While the collection will include materials from a wide range of racial justice movements and organizations, it will emphasize radical formations that are often excluded from the mainstream story of black freedom struggle. Materials will include, but not be limited to: posters, pamphlets, clothing, protest signs, videos, photography, campaign documents, memorabilia, and meeting notes. The project is threefold.

This may take the form of an art exhibit, an immersive experience, or a children friendly gathering, such as an activist “show and tell” where the materials serve as educational tools for young people and their families. This project addresses the problem by curating and caring for the aforementioned materials that are currently unorganized, stuck online, or subject to co-optation by elite institutions.

PROBLEM ANALYSIS

  • It is a problem that easily goes unnoticed: our movement’s most precious materials are collecting dust, vulnerable to weather conditions, or stuck online. Who will collect and care for them? The lack of a national effort to curate racial justice movement materials impacts current generations of activists, students, and educators, as well as future generations who will inherit the responsibility to continue the tradition of freedom struggle.

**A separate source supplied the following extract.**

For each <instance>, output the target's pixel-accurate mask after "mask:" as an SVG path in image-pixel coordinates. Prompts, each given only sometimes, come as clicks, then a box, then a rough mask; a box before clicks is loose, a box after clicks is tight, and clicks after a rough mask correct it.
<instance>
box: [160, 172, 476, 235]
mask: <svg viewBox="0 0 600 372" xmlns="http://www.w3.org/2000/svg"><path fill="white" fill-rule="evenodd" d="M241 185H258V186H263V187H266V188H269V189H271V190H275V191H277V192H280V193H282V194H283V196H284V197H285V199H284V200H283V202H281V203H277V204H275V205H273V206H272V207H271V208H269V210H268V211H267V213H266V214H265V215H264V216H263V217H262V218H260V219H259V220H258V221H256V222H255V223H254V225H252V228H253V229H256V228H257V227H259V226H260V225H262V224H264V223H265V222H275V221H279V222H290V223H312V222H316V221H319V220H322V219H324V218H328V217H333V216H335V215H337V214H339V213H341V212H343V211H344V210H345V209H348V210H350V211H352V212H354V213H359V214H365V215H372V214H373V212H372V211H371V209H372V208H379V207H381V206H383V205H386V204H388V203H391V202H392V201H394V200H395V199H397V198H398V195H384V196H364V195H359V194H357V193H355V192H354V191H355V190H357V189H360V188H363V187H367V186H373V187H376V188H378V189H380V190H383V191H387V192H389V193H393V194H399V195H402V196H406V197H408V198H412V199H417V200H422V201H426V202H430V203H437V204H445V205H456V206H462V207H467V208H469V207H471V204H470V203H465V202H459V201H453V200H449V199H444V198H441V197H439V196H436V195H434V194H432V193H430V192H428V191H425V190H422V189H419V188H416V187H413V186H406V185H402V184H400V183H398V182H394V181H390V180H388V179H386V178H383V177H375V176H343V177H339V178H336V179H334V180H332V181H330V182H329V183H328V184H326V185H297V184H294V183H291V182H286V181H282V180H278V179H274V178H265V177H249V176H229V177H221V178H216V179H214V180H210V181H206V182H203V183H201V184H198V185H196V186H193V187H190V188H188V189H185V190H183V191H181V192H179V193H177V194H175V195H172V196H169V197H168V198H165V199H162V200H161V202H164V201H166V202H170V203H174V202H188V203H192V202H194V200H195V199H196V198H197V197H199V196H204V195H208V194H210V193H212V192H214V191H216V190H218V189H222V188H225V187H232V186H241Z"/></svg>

  • Historically, racial justice organizations such as the Black Panther Party, the Student Nonviolent Coordinating Committee preserved their materials, recognizing the value of activist archives, for internal purposes of strengthening the work of the organization, and external purposes of strengthening the vision of the movement.

  • Because of their intentionality, contemporary activists, students, and the like have the luxury of learning about and being inspired by their campaigns, papers, visions, art, and culture. Yet, even these materials, particularly those from more radical formations, are either unorganized, co-opted by elite institutions, or left out of the mainstream narrative. As such, the stories of our struggles and strivings, are not told by those who authored the movement.

Impact

First, the collection will help build the gallery wing of the Museum of Social Justice. The gallery will feature physical and virtual exhibits from the inaugural collection that showcase the history, urgency, and possibility of social justice activism.

Additionally, MSJ will use the collection to shift the public’s understanding of and engagement with educational, cultural, and political figures and campaigns from the past and present. Our visitors will learn about new heroes, struggles, and solidarities that emerge from Black and multi-racial activism in the United States and beyond.

Building this collection for the public not only contributes to their individual learning, but also functions as a safe harbor for the types of racial justice education, like Critical Race Theory, that local governments are currently banning throughout the country.